¿Qué es la guerra por desposesión de cuerpos femeninos?

Por Ariadna Estévez, UNAM.

En su inconsistencia para mostrar el miedo de persecución específico de las mujeres y en la consistencia en altos índices de violencia sexual y sexista en los ámbitos público y privado, cifras son indicadores de que el sufrimiento de las mujeres ocasionado por la violencia contra el narcotráfico es independiente de la sistemática violencia sexual y de género que enfrentamos en los ámbitos privados y públicos de la sociedad mexicana. Además de la narcoviolencia, vivimos cotidianamente violencia sexual, física, económica y emocional que termina en esclavitud sexual comercial o doméstica y feminicidio. Esta es la sustancia empírica de La Otra Guerra.

¿Pero se puede conceptualizar de manera autónoma de la guerra contra el narco? El que las epistemologías del conflicto y la guerra sean androcéntricas no quiere decir que per se éstos fenómenos descarten la violencia que tiene como blanco a las mujeres exclusivamente. Necesitamos conceptualizar en la jerga del conflicto y la guerra la violencia que vivimos las mujeres para enmarcarla en discursos que visibilicen y politicen la epistemología de la explotación económica, el sometimiento violento y la destrucción de cuerpos femeninos.

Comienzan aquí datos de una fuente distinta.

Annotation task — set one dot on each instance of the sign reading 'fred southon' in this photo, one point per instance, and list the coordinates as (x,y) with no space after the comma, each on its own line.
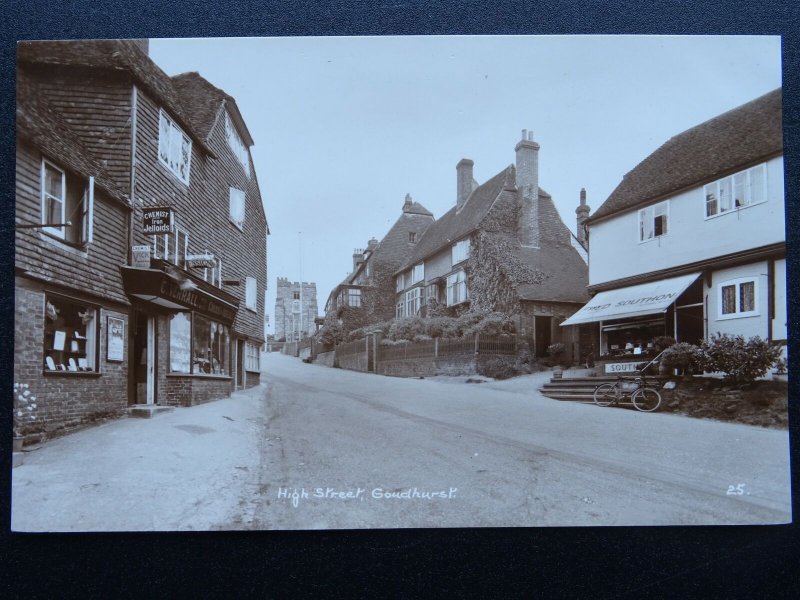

La guerra por desposesión de cuerpos femeninos como nueva guerra

La guerra por desposesión de cuerpos femeninas se enmarca en la idea de las nuevas guerras, de Mary Kaldor. Ella dice que éstas no constituyen simples guerras civiles o conflictos de baja intensidad, conceptos ampliamente utilizados durante la Guerra Fría. Tampoco son guerras informales o privatizadas. Más bien, dice, son “posmodernas”, en el sentido de que es imposible distinguir lo público de lo privado, y los motivos económicos de los políticos. Un rasgo distintivo de las nuevas guerras es que se dan por la erosión de la autonomía del Estado, en particular la erosión del monopolio del uso legítimo de la fuerza, no sólo desde arriba –la legislación e institucionalización internacional, e incluso la sofisticación del armamento que se vuelve cada vez más destructivo, lo cual previene, regula e inhibe el conflicto interestatal- sino desde abajo y al interior, es decir, con la privatización de la violencia estatal, de los medios de coerción.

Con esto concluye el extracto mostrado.